In case the migration assistant fails to pick the private key associated with a certificate, the reason might be that this certificate expired. Is the certificate date still valid ?

If it's the case, you may still migrate that signing identity yourself. Open your Mac's Keychain app, and select the view that displays certificates and private keys associated altogether (normally it's the default view). Then you can create a .p12 file from the Keychain app, with the certificate and private key that you choose. The private key for your Xcode certificate, if it exists, will necessarily be there.

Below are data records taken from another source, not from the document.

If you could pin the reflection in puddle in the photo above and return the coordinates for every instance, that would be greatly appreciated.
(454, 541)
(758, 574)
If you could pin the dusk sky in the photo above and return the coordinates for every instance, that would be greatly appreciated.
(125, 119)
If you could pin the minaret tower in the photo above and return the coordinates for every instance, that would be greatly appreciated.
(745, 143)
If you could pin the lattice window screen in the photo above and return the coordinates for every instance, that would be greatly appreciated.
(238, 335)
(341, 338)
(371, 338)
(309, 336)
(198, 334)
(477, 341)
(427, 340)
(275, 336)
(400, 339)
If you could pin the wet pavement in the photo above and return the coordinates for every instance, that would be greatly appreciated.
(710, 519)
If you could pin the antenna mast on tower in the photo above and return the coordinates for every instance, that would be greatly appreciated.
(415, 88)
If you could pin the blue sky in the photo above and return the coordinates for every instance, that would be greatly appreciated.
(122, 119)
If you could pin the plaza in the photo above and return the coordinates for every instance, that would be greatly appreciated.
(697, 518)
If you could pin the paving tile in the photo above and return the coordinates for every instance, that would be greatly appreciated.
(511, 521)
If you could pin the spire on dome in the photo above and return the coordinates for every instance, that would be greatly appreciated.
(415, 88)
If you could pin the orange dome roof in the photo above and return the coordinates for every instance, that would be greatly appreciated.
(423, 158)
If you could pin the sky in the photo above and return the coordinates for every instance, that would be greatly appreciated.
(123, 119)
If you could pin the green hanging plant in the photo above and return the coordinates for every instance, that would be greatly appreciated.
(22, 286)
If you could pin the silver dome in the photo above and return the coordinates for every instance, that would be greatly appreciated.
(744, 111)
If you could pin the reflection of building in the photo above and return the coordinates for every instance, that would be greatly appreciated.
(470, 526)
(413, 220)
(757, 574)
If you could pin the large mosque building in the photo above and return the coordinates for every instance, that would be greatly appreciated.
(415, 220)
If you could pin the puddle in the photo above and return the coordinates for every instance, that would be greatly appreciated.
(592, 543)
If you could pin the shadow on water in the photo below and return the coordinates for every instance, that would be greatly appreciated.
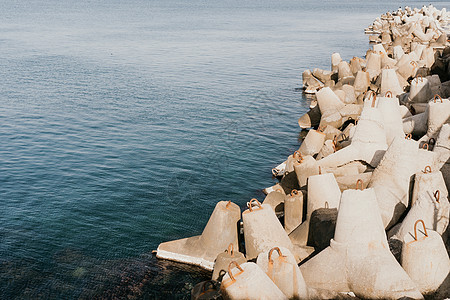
(75, 275)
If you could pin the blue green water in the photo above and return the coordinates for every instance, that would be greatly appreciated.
(123, 123)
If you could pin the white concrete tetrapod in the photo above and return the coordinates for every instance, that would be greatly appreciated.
(335, 60)
(387, 62)
(291, 160)
(428, 56)
(248, 281)
(429, 179)
(438, 115)
(224, 259)
(327, 149)
(420, 91)
(311, 118)
(358, 259)
(344, 70)
(220, 231)
(368, 142)
(293, 211)
(280, 169)
(312, 143)
(416, 124)
(323, 192)
(262, 230)
(398, 52)
(392, 120)
(442, 146)
(389, 82)
(328, 101)
(280, 265)
(391, 179)
(404, 111)
(349, 181)
(362, 82)
(379, 48)
(313, 85)
(331, 132)
(356, 64)
(304, 168)
(276, 200)
(305, 76)
(350, 96)
(426, 158)
(425, 258)
(373, 65)
(406, 66)
(352, 168)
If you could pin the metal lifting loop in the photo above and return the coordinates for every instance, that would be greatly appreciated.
(297, 153)
(437, 195)
(417, 78)
(358, 183)
(415, 229)
(257, 203)
(229, 269)
(437, 96)
(231, 249)
(273, 249)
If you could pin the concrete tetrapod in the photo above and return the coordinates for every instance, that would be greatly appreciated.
(391, 179)
(262, 230)
(304, 168)
(390, 110)
(291, 160)
(323, 191)
(275, 199)
(368, 142)
(358, 259)
(248, 281)
(284, 272)
(311, 118)
(312, 143)
(293, 211)
(429, 207)
(329, 104)
(373, 65)
(442, 146)
(416, 124)
(202, 250)
(438, 115)
(362, 82)
(425, 258)
(427, 179)
(389, 82)
(420, 90)
(224, 259)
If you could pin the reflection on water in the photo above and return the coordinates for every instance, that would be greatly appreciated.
(74, 275)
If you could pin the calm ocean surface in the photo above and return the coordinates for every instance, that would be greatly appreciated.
(123, 123)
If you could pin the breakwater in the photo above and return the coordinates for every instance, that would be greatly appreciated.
(351, 199)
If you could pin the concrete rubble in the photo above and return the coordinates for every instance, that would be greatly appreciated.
(362, 209)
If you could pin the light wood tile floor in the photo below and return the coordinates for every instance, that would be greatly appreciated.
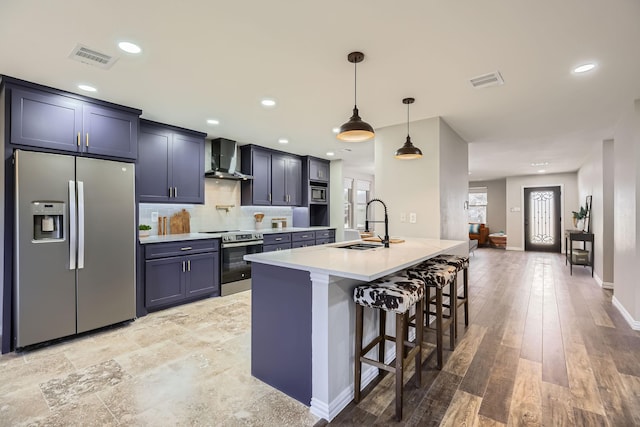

As for your provisioning profile, you'll perhaps need to locate it on your Mac's disk (use the search utility a.k.a magnifier tool) and copy it by hand, its extension should be .mobileprovision (for iOS) or .provisionprofile (the latter one being more used for macOS apps). I'd be interested in knowing in which location it was found, perhaps my script needs to be adjusted here.

Once you get these 3 (provisioning profile, certificate and private key) you have a valid signing identity. Actually the provisioning profile already embeds a copy of your certificate, so if you have just the provisioning profile and the private key, the builder will figure out the certificate from the profile.

But really, you are choosing a massively hindered path here with these so-called "free" Apple certificates. Each and every week, and each time you change anything in your signing identity or provisioning profile, you'll need to do this all over again. I advise you to go the mainstream road here and enroll in the iOS developer program to break free from these crippling limitations.

Best regards,

:: @Pierre-Marie Baty added on 07 Sep ’21 · 11:05

Tip: a more "brute-force" but totally efficient method to find a file on macOS with a particular extension is to open Terminal.app and type something like this:

%
find / 2>/dev/null | grep "\.mobileprovision$"
%

The above command will list *all* files on your Mac that have the .mobileprovision extension, wherever they may be. Replace "mobileprovision" with the file extension that you're looking for.

:: @Pierre-Marie Baty added on 07 Sep ’21 · 11:07

Extra note: the lone character in the middle of the command is not the letter L but a vertical bar a.k.a. "pipe" (|).